Há mais de dez anos esse padrão se alterou
num punhado de países democráticos. Simulacros de batalhas de vida ou morte
impregnaram o cotidiano. Tornou-se hábito denunciar as agendas ideológicas de
cientistas, artistas, professores, magistrados, empresários, sacerdotes,
esportistas, diplomatas, jornalistas e inseri-las no grande jogo da política.
Ganhar eleição virou credencial para bagunçar o coreto institucional e sabotar
contratos sociais profundos e longevos.
Como a autoajuda ainda não saiu de moda, arrisco algumas sugestões para atravessar esse período tempestuoso minimizando, quem sabe, as avarias no casco mental.
Brasília é
Brasil. Não caia no conto do vigário de que a política se transformou num clube
fechado de privilegiados imorais dedicados a esfolar os bons cidadãos na
planície. Se você for eleito presidente e seus amigos virarem deputados,
senadores e ministros do Supremo,
a situação não melhora.
O radical é o conservador de amanhã. A
história universal dos agitadores mostra que o espírito da abertura à novidade
é espancado tão logo o demagogo molda o governo à sua feição e se cerca de
bajuladores. Na oposição a gente faz bravata, disse um sábio político
brasileiro. Acredite nele.
Político não é salvador nem exterminador da
pátria. A paixonite por um candidato deveria ser encarada e tratada como
síndrome aditiva. O ódio mortal também.
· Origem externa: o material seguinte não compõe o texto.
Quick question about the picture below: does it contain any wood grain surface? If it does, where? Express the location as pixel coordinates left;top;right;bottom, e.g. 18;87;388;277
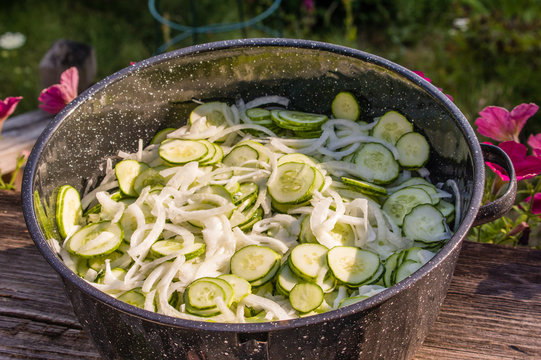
0;191;540;359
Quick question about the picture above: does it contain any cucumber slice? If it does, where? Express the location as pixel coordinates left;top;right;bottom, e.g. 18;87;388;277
409;184;439;205
96;267;127;284
246;108;271;121
395;132;430;169
118;289;145;308
341;176;388;197
159;139;208;165
66;221;123;257
232;182;258;206
383;252;400;287
238;207;263;232
382;187;433;226
328;221;357;247
271;110;328;131
150;127;175;145
218;274;252;303
353;143;399;184
133;167;166;195
436;199;455;218
189;101;232;127
289;283;324;313
365;263;385;285
195;139;217;165
203;277;234;307
332;91;360;121
200;143;224;166
327;246;380;287
184;278;226;315
277;152;318;167
338;295;368;308
268;162;317;204
402;204;448;242
230;245;281;286
372;111;413;145
115;160;150;197
394;260;423;283
55;185;82;239
150;240;206;260
299;215;317;243
288;243;328;281
223;144;259;167
276;262;300;296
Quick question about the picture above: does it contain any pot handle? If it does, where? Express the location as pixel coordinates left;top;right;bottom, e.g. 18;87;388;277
473;143;517;226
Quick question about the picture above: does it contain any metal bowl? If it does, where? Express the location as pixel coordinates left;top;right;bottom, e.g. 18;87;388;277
22;38;516;360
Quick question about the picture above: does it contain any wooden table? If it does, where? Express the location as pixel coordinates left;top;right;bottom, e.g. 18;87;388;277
1;191;540;359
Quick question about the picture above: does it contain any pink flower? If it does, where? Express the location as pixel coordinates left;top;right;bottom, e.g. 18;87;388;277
475;103;539;142
413;71;453;101
528;134;541;157
303;0;315;12
486;141;541;181
38;66;79;114
524;193;541;215
0;96;23;123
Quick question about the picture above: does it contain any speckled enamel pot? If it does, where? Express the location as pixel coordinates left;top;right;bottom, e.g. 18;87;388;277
22;39;516;360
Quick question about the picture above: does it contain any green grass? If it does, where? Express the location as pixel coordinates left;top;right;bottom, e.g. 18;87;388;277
1;0;540;138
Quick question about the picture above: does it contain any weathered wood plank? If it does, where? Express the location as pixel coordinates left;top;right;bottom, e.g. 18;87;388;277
1;191;540;359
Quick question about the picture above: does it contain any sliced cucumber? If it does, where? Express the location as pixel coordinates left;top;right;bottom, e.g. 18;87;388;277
133;167;166;195
289;283;324;313
353;143;399;184
332;91;360;121
288;243;328;281
115;160;149;197
341;176;388;197
327;246;380;287
409;184;439;205
66;221;123;257
328;221;356;247
118;289;145;308
232;182;258;206
150;127;175;145
372;111;413;145
299;215;317;243
55;185;82;239
402;204;448;243
383;252;400;287
159;139;208;165
246;108;272;121
382;187;433;226
150;239;206;260
200;142;224;166
184;278;226;316
276;262;300;296
436;199;455;218
268;162;317;204
394;260;423;283
395;132;430;169
338;295;368;308
218;274;252;303
223;144;259;167
230;245;281;286
271;110;328;131
189;101;232;127
277;152;318;167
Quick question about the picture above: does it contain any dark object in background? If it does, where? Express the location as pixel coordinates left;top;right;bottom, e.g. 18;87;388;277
39;39;97;93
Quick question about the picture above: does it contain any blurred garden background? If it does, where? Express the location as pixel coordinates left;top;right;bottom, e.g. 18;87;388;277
2;0;541;137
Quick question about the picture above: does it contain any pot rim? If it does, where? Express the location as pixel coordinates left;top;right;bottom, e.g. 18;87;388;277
22;38;484;333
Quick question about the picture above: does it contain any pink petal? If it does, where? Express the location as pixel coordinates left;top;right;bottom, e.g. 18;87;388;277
524;193;541;215
59;67;79;102
0;96;23;122
508;103;539;140
475;106;515;142
412;71;432;83
38;85;68;114
528;134;541;157
486;141;541;181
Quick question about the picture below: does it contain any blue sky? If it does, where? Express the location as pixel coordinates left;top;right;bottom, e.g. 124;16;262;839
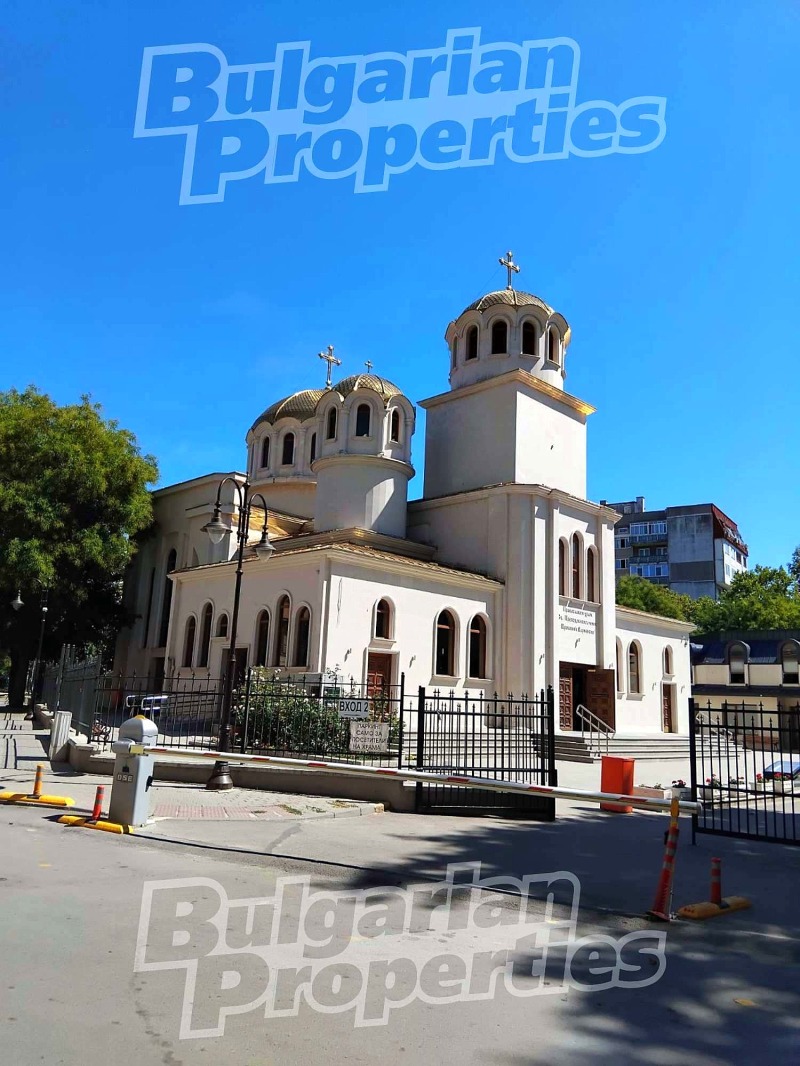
4;1;798;569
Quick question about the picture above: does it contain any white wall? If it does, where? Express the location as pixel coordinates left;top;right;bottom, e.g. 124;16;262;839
614;609;693;735
314;455;412;537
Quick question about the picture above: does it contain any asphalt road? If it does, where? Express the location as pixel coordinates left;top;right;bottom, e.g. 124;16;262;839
3;795;800;1066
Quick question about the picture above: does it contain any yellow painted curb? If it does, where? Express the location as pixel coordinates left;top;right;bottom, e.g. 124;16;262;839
677;897;752;920
0;792;75;808
57;815;133;835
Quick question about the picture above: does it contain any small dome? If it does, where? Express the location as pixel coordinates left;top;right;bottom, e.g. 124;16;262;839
332;374;403;403
461;289;554;317
250;389;326;430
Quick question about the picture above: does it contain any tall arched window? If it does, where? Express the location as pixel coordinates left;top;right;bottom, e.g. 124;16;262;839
182;616;196;669
466;325;478;360
274;596;290;668
282;433;295;465
326;407;337;440
310;433;317;464
663;646;673;676
781;642;799;684
491;320;508;354
390;409;401;443
729;644;747;685
375;598;392;639
616;640;624;693
254;610;270;667
158;549;177;648
260;437;270;468
198;602;213;667
548;329;559;365
355;404;371;437
435;610;456;676
216;613;229;638
572;533;582;599
292;607;311;667
559;539;568;597
451;338;459;368
628;642;642;694
586;547;597;603
522;320;537;355
468;616;487;679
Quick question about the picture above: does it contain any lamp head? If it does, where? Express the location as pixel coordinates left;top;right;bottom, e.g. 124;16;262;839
203;507;228;546
11;590;23;612
255;529;275;559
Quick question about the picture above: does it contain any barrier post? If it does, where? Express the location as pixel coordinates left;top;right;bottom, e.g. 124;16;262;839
91;785;105;823
31;764;44;798
710;857;722;906
647;789;681;921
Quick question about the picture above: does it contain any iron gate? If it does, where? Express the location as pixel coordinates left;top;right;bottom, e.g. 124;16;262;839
690;699;800;846
410;687;556;819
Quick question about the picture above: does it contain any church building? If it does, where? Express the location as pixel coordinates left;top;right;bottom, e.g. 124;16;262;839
115;255;693;744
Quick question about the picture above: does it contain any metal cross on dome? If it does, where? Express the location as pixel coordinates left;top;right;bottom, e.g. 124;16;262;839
364;360;373;373
318;344;342;389
499;250;521;290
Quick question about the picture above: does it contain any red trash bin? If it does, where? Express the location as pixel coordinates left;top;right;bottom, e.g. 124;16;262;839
600;755;635;813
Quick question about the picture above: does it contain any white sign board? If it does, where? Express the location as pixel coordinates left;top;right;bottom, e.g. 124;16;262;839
349;721;390;753
336;698;370;720
558;604;597;665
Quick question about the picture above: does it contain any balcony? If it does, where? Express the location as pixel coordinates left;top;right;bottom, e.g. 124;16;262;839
629;532;668;545
630;552;669;564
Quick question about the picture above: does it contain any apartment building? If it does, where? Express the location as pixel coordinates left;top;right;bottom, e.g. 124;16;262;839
603;497;748;600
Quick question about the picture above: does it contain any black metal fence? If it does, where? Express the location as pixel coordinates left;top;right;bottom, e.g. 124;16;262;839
690;699;800;846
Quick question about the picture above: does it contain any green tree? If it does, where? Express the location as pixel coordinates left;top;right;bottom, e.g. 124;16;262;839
690;565;800;635
789;545;800;586
615;575;694;621
0;387;158;707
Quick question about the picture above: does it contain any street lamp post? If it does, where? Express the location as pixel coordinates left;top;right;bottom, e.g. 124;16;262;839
11;587;49;718
203;476;274;756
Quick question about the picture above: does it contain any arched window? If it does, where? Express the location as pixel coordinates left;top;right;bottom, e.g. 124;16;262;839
781;642;799;684
466;325;478;360
375;599;392;639
326;407;337;440
491;320;508;355
355;403;371;437
616;640;624;693
663;646;673;677
522;321;537;356
628;642;642;694
435;610;456;676
548;328;559;365
260;437;270;468
182;616;196;669
451;337;459;368
310;432;317;464
559;539;568;597
571;533;582;599
390;409;401;443
729;644;747;685
254;610;270;667
158;549;177;648
198;602;213;667
216;613;229;638
282;433;295;466
586;547;597;603
292;607;311;667
468;616;487;679
274;595;290;668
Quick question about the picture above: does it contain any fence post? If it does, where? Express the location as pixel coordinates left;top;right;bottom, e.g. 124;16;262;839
397;673;405;769
240;669;253;754
546;686;557;786
688;697;697;846
415;687;426;811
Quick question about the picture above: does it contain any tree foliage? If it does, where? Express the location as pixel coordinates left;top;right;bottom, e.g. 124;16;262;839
0;387;158;701
614;575;694;621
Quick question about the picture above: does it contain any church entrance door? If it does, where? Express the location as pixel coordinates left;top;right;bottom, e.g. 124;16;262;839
367;653;393;695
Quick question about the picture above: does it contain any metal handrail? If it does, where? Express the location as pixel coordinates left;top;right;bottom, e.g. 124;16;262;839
575;704;615;758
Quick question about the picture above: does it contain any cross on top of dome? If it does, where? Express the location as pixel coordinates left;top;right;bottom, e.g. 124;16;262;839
498;250;521;290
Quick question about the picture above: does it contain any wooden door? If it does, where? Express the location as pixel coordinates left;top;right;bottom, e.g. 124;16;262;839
367;653;393;695
586;668;616;730
662;684;674;733
559;664;573;730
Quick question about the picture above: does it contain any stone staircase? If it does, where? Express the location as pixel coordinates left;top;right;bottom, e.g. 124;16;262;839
555;733;695;763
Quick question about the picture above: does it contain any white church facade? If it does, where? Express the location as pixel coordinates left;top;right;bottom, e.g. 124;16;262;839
115;258;693;739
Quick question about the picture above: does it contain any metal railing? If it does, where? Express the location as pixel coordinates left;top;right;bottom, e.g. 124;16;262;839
574;703;615;758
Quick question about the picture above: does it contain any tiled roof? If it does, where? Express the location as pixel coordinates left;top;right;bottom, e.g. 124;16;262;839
250;389;326;429
461;289;554;316
332;374;403;402
272;541;500;583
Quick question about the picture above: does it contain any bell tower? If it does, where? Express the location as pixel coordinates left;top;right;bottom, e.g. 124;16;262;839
421;252;594;500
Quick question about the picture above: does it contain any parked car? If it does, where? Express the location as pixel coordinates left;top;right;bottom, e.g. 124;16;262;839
762;758;800;781
124;694;169;719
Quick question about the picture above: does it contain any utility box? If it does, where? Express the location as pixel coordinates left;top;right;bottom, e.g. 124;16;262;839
108;715;159;827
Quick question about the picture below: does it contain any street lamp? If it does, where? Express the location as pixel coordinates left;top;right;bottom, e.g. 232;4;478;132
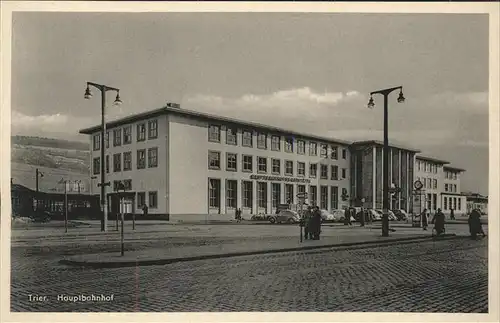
84;82;122;232
367;86;405;237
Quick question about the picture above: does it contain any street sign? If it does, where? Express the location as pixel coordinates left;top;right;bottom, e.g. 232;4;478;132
414;180;423;190
296;192;308;199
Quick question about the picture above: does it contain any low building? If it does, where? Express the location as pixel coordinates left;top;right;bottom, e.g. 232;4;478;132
465;192;488;215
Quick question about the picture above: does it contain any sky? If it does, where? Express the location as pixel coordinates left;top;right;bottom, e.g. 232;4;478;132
10;12;490;195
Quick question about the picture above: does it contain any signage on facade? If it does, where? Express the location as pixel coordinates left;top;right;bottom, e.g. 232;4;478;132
249;174;311;184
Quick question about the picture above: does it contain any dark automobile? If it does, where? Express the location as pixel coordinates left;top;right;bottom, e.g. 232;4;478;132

Em regimes democráticos o pior canalha
acerta aqui e ali, e o melhor estadista de vez em quando apronta uma cabeluda.
Venere e execre entidades sobrenaturais, não seres humanos.
Política nacional nem sempre salva a lavoura.
É mais importante preocupar-se com a instrução que as crianças recebem num raio
de 5 km de você do que esgoelar-se pela anistia em Brasília. Governos e
burocracias locais fazem diferença em temas cruciais.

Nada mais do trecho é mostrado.